La suite? Alliances, mésalliances, guerres économiques et de religion ont marqué les Etats arabes depuis bien longtemps. Pour Edouard, la situation est relativement claire: l'émir du Qatar, 37 ans, ne vas pas baster. Il est jeune, fougueux et veut faire ses preuves. Il en a les moyens. Financiers en tout cas. Du côté saoudien, le nouveau prince héritier Mohammed ben Salmane, est âgé de 31 ans. Tout aussi jeune, tout aussi fougueux et ayant lui aussi, envie de faire ses preuves. Du côté américain, on ménage la chèvre saoudienne (qui a très peur de l'Iran et achète beaucoup beaucoup d'armes aux Etats-Unis) et le chou qatari (qui abrite une grande base militaire US, et achète aussi beaucoup beaucoup d'armes aux Etats-Unis).

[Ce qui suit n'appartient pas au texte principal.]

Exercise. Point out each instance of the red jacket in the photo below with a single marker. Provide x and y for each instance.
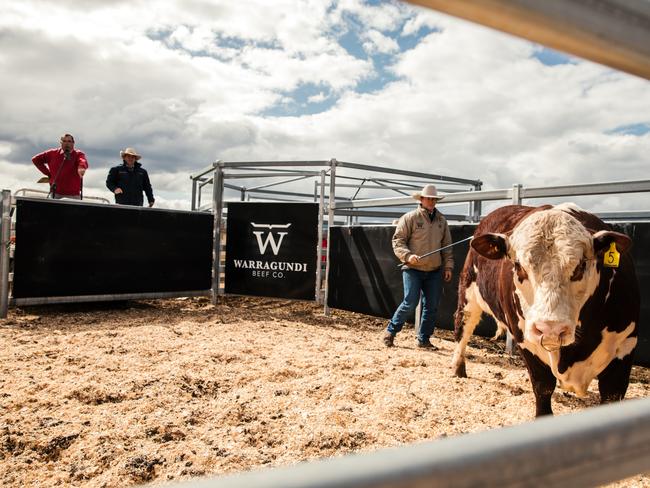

Conclusion: chacun campe sur ses positions et donc, le Qatar va devoir trouver quelque chose à offrir au quarteron de pays qui le boycotte afin que ces derniers puissent y renoncer sans perdre la face. Un petit jeu diplomatique qui peut durer quelques mois, certes, mais qui n'intéressera plus grand monde, hormis les quelques pays directement concernés. Et encore…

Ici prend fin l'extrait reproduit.